My research on the topic... as has sort of been confirmed by this thread... is that wireless clear com is a bit of a crap shoot. You can pay a lot of money and get something that still has issues. I'm intrigued by the Eartec Digicom system. The Digicom system is 900 mhz, digital spread spectrum technology, and it's full duplex. For about $2500 from Markertek.com you can get an interface station, 3 belt packs and headsets. The interface just plugs into any clear com jack and you are ready to go. Or you can use the three radios as a complete stand alone system. I still haven't found anyone who actually owns one to tell me how they like it or not. But someone around here (Icewolf I think) uses one of their headsets and likes it.


----------



## icewolf08

Using a headset and liking it does not qualify me to talk about any of their other products. I believe eartec started with headsets, and I know they do that well. As for wireless coms, I have no idea.

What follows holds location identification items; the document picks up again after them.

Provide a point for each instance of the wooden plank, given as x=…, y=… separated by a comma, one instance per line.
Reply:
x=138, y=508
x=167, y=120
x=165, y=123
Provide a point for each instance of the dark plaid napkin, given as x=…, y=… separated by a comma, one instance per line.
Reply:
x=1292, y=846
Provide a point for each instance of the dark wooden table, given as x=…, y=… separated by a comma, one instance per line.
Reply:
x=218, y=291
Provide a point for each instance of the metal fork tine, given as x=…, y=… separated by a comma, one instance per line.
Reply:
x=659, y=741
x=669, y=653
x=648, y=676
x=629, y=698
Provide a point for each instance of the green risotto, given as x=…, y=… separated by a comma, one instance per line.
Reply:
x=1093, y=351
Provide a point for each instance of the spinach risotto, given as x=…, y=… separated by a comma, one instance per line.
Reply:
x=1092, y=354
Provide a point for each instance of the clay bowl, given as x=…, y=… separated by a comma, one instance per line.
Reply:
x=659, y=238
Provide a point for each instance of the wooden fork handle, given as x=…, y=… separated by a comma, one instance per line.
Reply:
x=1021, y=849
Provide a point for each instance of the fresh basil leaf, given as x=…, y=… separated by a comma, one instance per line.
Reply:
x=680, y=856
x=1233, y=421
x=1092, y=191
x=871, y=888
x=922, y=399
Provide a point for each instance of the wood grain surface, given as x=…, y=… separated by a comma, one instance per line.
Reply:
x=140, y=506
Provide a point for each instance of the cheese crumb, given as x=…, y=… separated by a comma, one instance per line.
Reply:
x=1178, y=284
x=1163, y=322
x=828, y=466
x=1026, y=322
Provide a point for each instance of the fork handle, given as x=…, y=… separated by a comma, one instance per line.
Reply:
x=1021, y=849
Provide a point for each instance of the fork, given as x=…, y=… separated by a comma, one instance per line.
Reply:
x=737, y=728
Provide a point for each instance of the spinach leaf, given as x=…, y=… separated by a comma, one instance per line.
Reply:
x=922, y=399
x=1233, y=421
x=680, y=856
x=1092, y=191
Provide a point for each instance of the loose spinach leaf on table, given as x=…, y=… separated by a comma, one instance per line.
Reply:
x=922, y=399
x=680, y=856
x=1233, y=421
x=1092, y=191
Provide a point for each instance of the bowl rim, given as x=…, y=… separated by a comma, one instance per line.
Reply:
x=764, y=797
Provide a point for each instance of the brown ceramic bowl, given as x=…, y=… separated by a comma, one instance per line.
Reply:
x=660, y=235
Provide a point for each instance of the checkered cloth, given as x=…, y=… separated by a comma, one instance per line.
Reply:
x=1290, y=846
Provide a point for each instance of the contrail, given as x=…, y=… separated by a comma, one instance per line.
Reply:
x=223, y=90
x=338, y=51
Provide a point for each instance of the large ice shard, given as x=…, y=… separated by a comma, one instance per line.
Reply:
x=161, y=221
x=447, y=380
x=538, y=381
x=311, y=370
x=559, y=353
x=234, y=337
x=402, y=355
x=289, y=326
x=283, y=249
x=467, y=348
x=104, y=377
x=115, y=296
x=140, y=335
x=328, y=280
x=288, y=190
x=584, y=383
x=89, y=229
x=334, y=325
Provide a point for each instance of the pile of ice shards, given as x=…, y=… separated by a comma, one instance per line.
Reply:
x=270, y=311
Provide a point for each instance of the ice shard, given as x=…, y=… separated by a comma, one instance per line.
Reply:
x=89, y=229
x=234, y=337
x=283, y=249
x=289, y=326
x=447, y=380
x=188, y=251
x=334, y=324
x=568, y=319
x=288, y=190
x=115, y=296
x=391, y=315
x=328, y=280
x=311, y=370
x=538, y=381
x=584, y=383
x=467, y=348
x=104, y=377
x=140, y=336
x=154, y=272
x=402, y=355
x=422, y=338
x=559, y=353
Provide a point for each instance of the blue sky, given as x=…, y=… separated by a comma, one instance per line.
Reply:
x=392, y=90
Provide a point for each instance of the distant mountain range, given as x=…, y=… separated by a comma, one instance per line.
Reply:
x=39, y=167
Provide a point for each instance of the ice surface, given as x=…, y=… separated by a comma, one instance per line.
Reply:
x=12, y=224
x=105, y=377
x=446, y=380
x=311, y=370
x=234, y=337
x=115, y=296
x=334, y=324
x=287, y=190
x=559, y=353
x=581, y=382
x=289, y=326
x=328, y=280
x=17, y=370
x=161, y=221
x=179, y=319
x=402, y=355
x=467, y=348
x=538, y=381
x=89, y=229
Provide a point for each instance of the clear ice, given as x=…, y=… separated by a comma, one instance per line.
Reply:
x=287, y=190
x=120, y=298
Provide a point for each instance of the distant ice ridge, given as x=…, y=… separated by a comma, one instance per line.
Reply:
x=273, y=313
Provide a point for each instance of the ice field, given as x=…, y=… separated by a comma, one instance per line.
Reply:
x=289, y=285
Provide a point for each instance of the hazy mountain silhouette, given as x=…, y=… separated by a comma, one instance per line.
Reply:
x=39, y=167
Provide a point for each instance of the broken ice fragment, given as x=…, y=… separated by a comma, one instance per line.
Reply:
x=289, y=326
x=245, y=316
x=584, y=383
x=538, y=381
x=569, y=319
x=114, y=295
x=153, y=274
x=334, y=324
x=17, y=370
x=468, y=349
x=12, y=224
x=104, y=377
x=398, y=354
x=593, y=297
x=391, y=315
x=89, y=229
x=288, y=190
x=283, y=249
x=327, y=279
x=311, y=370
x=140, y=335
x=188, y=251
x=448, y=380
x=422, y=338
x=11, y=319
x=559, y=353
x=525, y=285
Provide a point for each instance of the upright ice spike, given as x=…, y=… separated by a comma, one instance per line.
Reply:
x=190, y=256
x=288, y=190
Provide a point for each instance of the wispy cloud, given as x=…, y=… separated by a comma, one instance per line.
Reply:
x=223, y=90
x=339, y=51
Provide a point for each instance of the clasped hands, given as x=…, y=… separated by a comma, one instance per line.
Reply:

The system I really would love to test run is the Clear-Com Cellcom sysem. It sounds like a great system. We just installed one of the new ClearCom WBS systems, and it has worked great. Before we were using one of the Telex systems and it was lousy. That's my two cents.


----------



## kwotipka

From experience the Telex BTR systems are excellent and rock solid IF they are setup correctly. It always annoys me when the sound dept just unpacks the wireless rigs and leaves them "as is". You should always check at least with an intermod calculator to see if you might have issues. Shure offers a frequency suggestion somewhere on their website for your area of the country.

The two things I would throw out is:

1) Make SURE that what you are getting can run in the unlicensed part of the band or get the licenses.
2) Do some homework and see what is going on in that part of the band first. A hand held scanner or help from a local HAM could save you some issues.

I think a ham radio license should be a requirement for anyone dealing with wireless gear.

kw


----------



## mbenonis

kwotipka said:


> 2) Do some homework and see what is going on in that part of the band first. A hand held scanner or help from a local HAM could save you some issues.
> I think a ham radio license should be a requirement for anyone dealing with wireless gear.
> kw



I wholeheartedly agree with this. A wireless tech's best friend is a scanner or HT with wideband receive. I know it has been useful for me many times when debugging issues.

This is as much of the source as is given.